Login Page Not Connected to Registration page

Question

the registration form is connected to the database via db.php but I am having trouble in submitting the login details.

<html>
<head>
 <?php
 include('db.php');

$username = @$_POST['username'];
$password = @$_POST['password'];
$submit = @$_POST['submit'];

the main problem is after the submit button is clicked by an existing user it should give the message but there's problem in the statement, because on the its showing only the message ie Error. 语句存在问题，因为在它仅显示消息，即Error。

if ($submit)
{
$result = mysql_query("SELECT * FROM users WHERE username='$username' AND password='$password'");
if (mysql_num_rows($result)) { 
    $check_rows = mysql_fetch_array($result); 
$_POST['username'] = $check_rows['username']; 
$_POST['password'] = $check_rows['password']; 

echo "<center>";
echo "You are now Logged In. ";
echo "</center>";                       
}
else {
echo "<center>";
echo "No User found. ";
echo "</center>";
}
}
else echo "Error";
?>
</head>
<body>
<form method="post">
Username : <input name="username" placeholder="Enter Username" type="text"><br></br>
Password : <input name="password" placeholder="Enter Password" type="password"><br>
<input type="submit" value="Submit">
</body>
</html>

Answer 1

You want get $_POST with name submit , but do not send it to the form

Try change

<input type="submit" value="Submit">

to

<input type="submit" name="submit" value="Submit">

Answer 2

Firstly this is old style of php/mysql.
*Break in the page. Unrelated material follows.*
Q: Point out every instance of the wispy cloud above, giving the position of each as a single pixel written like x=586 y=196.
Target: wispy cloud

So look at PDO on php.net seeing as you are setting out on new project it really wont be hard to make the change now rather than later.

Now onto your issue. if you intend on carrying on with your old method try this.

$sql = "SELECT * FROM user WHERE username=' . $username . ' AND password=' . $password . '";

// check the query with the die & mysql_error functions
$query = mysql_query($sql) or die(mysql_error());
$result = mysql_num_rows($query);

// checking here equal to 1 In a live case, for testing you could use >= but not much point.
if ($result == 1) {

    // Checking needs to be Assoc Now you can use the field names, 
    // otherwise $check_rows[0], $check_rows[1] etc etc
    $check_rows = mysql_fetch_assoc($query); // oops we all make mistakes, query not result, sorry.

    // This is bad but for example il let this by, 
    // please dont access user supplied data without
    // validating/sanitising it.        
    $_POST['username'] = $check_rows['username']; 
    $_POST['password'] = $check_rows['password'];

} else {

    // do not logged in here

}

The same in PDO

$sql=" Your query here ";
$pdo->query($sql);
$pdo->execute();
$result = $pdo->fetch();

if ($result = 1) {
    // do login stuff
} else {
    // no login
}

Remember though that you need to set up PDO and it may not be available on your server by default (older php/mysql versions) but your host should be happy enough to set them up.